A indústria dos games vem presenciado uma nova evolução no panorama dos beat ‘em ups clássicos, e Absolum representa o ápice dessa transformação que os jogos vêm sofrendo. Este título ambicioso, desenvolvido pela Guard Crush Games, DotEmu e com as magistrais animações da Supamonks, não é apenas mais um lançamento desse gênero, mas sim uma reinvenção completa que talvez consiga estabelecer um novo marco na história dos games de luta.
A genialidade de Absolum reside na sua capacidade de transcender as limitações históricas do gênero beat ‘em up através da implementação orgânica de elementos roguelite. Enquanto títulos clássicos como Final Fight, Streets of Rage e Golden Axe ofereciam experiências lineares com fator replay limitado, Absolum abraça a filosofia de morte permanente e geração procedural característica de jogos como Hades, Dead Cells e muitos outros, para criar o que a própria DotEmu denomina de rogue ‘em up.
Redefinindo os caminhos dos combos
Esta fusão não é meramente cosmética ou superficial, pois o sistema de progressão em Absolum reconhece que a essência dos roguelikes tradicionais, desde o pioneiro Rogue de 1980, sempre foi sobre aprendizado através da repetição e descoberta gradual de mecânicas complexas. Aplicado ao contexto de um beat ‘em up, isso significa que cada morte não representa uma frustração, mas uma oportunidade de refinamento estratégico e descoberta de novas combinações de habilidades, que combina perfeitamente com o plot da história.

O mundo de Talamh surge como um cenário complexo e maduro, distante das narrativas simplistas que tradicionalmente acompanham jogos beat ‘em up. A proposta central gira em torno de um cataclisma mágico que devastou a civilização, criando uma sociedade em que a magia tornou-se temida e perseguida pelo autoritário Rei Sol Azra. Esta premissa não apenas estabelece um contexto narrativo sólido, mas também justifica mecanicamente a diversidade de poderes e a progressão do jogador através dos elementos roguelite integrados ao gameplay.
Comparado a outros títulos do gênero roguelite, Absolum demonstra uma maturidade conceitual que poucos conseguiram alcançar. Enquanto Spelunky introduziu elementos de plataforma aos conceitos roguelike e Risk of Rain trouxe a perspectiva de tiro, Absolum é possivelmente o primeiro a genuinamente capturar a essência visceral do combate corpo a corpo em uma estrutura roguelite funcional. A diferença fundamental entre Absolum e tentativas anteriores de hibridização reside no respeito às mecânicas fundamentais de ambos os gêneros, sem sacrificar a identidade de nenhum deles.
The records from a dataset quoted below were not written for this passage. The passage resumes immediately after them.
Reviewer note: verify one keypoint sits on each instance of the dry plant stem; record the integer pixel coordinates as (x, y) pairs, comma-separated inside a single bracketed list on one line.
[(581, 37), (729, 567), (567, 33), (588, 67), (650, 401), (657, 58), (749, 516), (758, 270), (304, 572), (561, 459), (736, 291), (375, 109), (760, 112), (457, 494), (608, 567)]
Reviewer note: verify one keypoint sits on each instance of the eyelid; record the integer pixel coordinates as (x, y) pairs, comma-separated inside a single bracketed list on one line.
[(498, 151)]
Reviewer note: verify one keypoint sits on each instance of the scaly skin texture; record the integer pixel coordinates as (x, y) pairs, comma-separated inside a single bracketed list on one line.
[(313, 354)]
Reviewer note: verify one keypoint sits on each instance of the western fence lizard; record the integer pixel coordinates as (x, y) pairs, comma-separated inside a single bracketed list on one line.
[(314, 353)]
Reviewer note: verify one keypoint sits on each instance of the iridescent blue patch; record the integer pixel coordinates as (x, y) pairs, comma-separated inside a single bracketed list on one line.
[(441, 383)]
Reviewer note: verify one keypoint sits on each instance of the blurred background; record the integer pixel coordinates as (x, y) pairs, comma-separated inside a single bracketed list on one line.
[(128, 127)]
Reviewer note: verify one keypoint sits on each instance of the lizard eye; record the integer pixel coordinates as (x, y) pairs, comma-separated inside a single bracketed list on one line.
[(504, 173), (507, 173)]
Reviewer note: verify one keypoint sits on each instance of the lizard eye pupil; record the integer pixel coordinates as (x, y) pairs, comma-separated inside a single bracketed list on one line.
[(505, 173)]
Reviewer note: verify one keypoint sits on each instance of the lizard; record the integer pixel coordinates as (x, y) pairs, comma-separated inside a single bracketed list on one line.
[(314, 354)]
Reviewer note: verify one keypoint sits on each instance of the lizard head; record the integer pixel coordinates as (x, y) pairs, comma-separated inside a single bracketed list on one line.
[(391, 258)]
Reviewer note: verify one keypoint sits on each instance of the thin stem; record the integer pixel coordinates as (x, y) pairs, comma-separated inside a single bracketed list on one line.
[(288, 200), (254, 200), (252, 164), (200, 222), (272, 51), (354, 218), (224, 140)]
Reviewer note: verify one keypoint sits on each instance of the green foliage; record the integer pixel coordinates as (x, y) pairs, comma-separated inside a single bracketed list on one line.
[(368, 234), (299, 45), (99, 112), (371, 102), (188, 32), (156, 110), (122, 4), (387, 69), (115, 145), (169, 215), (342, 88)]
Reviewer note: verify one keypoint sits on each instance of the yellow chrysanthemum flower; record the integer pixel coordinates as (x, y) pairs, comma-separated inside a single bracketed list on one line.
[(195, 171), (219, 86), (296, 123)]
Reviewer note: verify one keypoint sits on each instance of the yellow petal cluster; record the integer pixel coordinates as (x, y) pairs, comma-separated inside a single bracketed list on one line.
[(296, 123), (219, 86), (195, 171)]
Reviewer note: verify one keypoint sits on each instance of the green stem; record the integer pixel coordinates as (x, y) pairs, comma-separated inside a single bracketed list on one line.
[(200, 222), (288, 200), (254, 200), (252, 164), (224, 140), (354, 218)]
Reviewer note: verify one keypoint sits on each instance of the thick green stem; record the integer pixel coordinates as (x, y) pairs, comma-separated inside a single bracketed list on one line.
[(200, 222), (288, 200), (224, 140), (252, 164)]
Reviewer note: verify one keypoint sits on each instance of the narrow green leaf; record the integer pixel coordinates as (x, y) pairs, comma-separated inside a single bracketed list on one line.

O gameplay de Absolum apresenta uma complexidade estratégica que eleva significativamente o padrão estabelecido por Streets of Rage 4. Cada um dos quatro personagens jogáveis possui não apenas movimentos únicos, mas sistemas de combate genuinamente distintos que alteram a abordagem tática necessária para o sucesso. Galandra, com sua espada colossal e poderes necromânticos, oferece um estilo de combate de médio alcance com ênfase em controle de área, enquanto Karl, o último Anão de Talamh, compensa limitações de alcance com força bruta explosiva e táticas de curta distância.
Cider representa a criação mais interessante do quarteto de Absolum, com um personagem não-binário que combina elementos do estilo ninja com tecnologia fantástica através de seu braço protético, criando um estilo de combate no estilo hit and run, que desafia as mecânicas do rogue ‘em up. Brome, o feiticeiro Mowlai, carrega muitas inspirações em Chrono Trigger, com habilidades mágicas que oferecem o maior potencial de controle de campo entre todos os personagens.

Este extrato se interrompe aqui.